What fun, what fun! Well, sort of. I fondly recall reading A Wrinkle in Time back in about fifth grade, and while I know I went back to it at least a couple more times after that, it may have been twenty years since I last read something by Madeleine L'Engle. This novel is good and earnest and pleasant, definitely, but I'm not sure my student will think it so, and I'm meeting with her later this morning to talk about its relative environmentalism.

L'Engle's first novel, A Wrinkle in Time continues to sell well, having remained in print continuously since 1962, and continues to play a vital cultural role, having made regular appearances on the American Library Association's list of most-challenged books (#23 overall, 1990-1999, immediately below Maurice Sendak's In the Night Kitchen and Roald Dahl's The Witches, and right above Charles Silverstein's The New Joy of Gay Sex).

(And actually, if you've got time on your hands, you could do worse than to pore over the list of challenged books and figure out how to support the independence and good-hearted subversiveness of your local library!)
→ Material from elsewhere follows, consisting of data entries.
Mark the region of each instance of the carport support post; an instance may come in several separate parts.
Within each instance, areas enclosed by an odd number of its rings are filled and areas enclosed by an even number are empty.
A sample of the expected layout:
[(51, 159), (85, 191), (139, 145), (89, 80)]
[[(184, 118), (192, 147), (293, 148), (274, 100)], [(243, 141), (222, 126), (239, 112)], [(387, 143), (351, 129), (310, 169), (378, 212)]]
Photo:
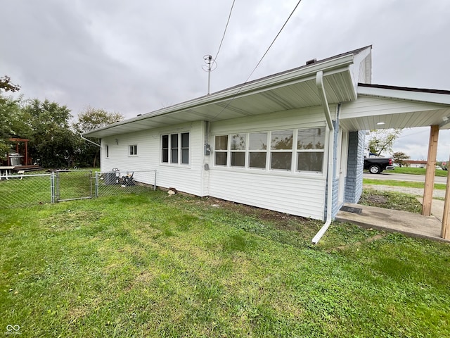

Where was I going with this?

Right. A Wrinkle in Time remains a gripping read, albeit one for a distinctly younger set than I thought it was for.

Environmentally speaking, I'm fascinated by L'Engle's insistence on describing the physical setting immediately on the opening of a new scene; she's really attentive to questions of vegetation, topography, and geology. The Murry family has a garden, too, which isn't the least bit relevant to the plot but presumably is meant to be a marker of their collective character. And as geeky, nerdy, brainy as Meg Murry and Charles Wallace Murry are, they're both constantly drawn to the outdoors.

My favourite element remains the occasional references to the inexplicable, and in particular to how we can sometimes understand things beyond our comprehension. For example, as Meg tries to grasp how five-dimensional space relates to Euclidean geometry, she suddenly cries out, "I got it! For just a moment I got it! I can't possibly explain it now, but there for a second I saw it!" (pp.88-89). That's how math always worked for me: I had the hardest time manufacturing calculations that would look like I was showing my work, because too often I could just put down the right answer, right through Calculus but already in later elementary school, so it felt really neat to see a book character with something like my own abilities -- and in a heroic role. Nerd as hero, what a concept!